The bounty issuer "thememecoincult" also posted two other "sensational" tasks: wearing the same mascot costume to break the world record in long-distance running; and spraying the token code and logo on a car while wearing their mascot costume.
But some are indeed willing to do "crazy" things for the bounty. An Indian man named arivu accepted a bounty task worth 40 SOL (approximately $2,640) to get "$boutywork" tattooed on his forehead as required by the issuer, documenting the entire process in a video. However, there is a missing 'n' compared to the correct spelling "$bountywork." This typo sparked debate over the validity of the reward. Some claimed he wouldn't get a penny, while the issuer side opened a new bounty task for him to correct the tattoo. Ultimately, it's up to the platform to decide whether he receives the bounty after the task concludes.
The story doesn't end there. After the photos and video circulated, the community spontaneously launched a Meme coin featuring the man's photo as its logo. Its current market cap is $220,000, and he reportedly earned $15,000 from transaction fees.
Other popular tasks include: someone offering a $13,728 bounty to "organize a NEET parade through New York City." The logic is to convert on-chain money into offline crowds and signs, film it into a video, bring it back on-chain, and boost the NEET coin price, completing the loop. The related token NEET currently has a market cap of $25.4 million, with 7 submissions.
There's also the Atelier project winning pump.fun's hackathon—meaning using pump.fun's own product on its own platform to hire people to win a competition hosted by pump.fun itself.
These tasks lay bare the survival logic of Meme coins. These assets have no fundamentals; their survival depends on sustained attention. Attention comes from events, events need to be created by people, but project teams either can't or dare not do it themselves. GO formalizes this long-implicit chain: lock money into a contract, post a bounty, and wait for someone in the world to claim it.
Here, the employers are a group of token holders, and the takers complete tasks with the goal of making the token more widely known. Ultimately, all proceeds point to the same thing: stop this thing from falling further.
From Livestreams to Bounties
This logic is something pump.fun has already run through once. In 2024, the platform launched a livestreaming feature, which quickly turned into an uncontrolled content experiment: people livestreamed drug use, threatened self-harm, claimed to broadcast from prison, and used Russian roulette to pump prices. The sole purpose was to make the Meme coin rise. In November 2024, livestreaming was urgently taken offline; five months later, it quietly returned with new content moderation policies.

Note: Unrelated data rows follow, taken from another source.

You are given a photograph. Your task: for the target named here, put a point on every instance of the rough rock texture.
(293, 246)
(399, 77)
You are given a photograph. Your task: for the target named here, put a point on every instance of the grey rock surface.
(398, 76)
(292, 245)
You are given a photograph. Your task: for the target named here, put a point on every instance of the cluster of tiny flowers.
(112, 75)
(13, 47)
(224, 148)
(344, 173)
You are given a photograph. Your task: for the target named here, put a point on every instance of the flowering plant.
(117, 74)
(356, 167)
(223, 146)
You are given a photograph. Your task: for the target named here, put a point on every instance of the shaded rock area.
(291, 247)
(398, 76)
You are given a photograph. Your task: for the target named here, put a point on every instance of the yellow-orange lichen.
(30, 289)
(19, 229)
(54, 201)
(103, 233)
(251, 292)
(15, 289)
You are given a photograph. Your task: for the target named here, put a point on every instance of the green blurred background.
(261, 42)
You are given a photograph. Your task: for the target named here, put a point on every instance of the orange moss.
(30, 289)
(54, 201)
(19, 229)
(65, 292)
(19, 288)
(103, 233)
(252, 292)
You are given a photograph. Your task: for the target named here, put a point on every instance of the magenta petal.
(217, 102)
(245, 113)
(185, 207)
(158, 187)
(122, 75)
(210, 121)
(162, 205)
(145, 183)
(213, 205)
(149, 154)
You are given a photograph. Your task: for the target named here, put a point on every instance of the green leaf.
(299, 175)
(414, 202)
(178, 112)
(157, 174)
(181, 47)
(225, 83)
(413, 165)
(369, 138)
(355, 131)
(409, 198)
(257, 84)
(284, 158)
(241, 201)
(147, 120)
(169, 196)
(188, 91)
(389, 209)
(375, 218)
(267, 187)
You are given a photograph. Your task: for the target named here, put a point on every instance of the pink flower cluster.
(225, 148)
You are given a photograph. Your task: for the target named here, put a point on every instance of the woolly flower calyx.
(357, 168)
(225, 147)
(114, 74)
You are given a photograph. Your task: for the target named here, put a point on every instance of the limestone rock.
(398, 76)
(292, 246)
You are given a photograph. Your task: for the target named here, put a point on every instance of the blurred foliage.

Livestreaming was about getting users to perform voluntarily on stage; GO is about paying people to perform. The underlying logic is exactly the same.
And this time, pump.fun cannot use "too much content to review" as an excuse. Every GO task requires manual platform approval to go live, and every bounty payout requires the platform's nod. What pump.fun learned from "the livestream shutdown" was clearly not "don't do this kind of thing," but rather "continue doing it with a different structure."